Unsere Arbeitshypothese lautet, dass an keiner
anderen Grenze Europas das Gefälle bei diesen
Indikatoren so steil ist wie an der Grenze zwischen
der Schweiz und Italien – und dass an keiner anderen Grenze Europas diese Differenzen seit Ausbruch der Finanzkrise so stark zugenommen haben
wie hier. In einer solchen, mit präzisen Daten zu
umschreibenden Ausnahmesituation soll es möglich sein, zeitlich begrenzte Schutzmassnahmen zu
ergreifen, und zwar regional differenziert und gezielt in besonders betroffenen Wirtschaftssektoren.
Eine solche objektiv definierte Schutzklausel ist
im Interesse der direkt betroffenen Grenzgebiete:
Sie ist nachvollziehbar, schafft Vertrauen, amortisiert Wirtschaftsschocks und trägt zu einer gesunden Wirtschaftsentwicklung bei.
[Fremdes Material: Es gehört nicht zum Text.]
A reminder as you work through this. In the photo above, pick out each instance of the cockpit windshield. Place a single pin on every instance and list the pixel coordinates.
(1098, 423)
Eine Arbeitsmarkt-Schutzklausel ist in diesem Sinne eine Übergangsbestimmung: Sie trägt der Tatsache Rechnung, dass die vielen Wirtschaftsräume Europas –
und mit ihnen die Schweiz – vielleicht auf dem Weg
zu einem «harmonischen Wirtschaftsleben» sind,
dort jedoch nicht so rasch ankommen werden. Dem
gilt es Rechnung zu tragen. Das ist der Auftrag, den
das Volk uns Politikern am 9. Februar 2014 auf den
Weg gegeben hat.
Christian Vitta (fdp.) ist Direktor des Volkswirtschaftsund Finanzdepartements des Kantons Tessin.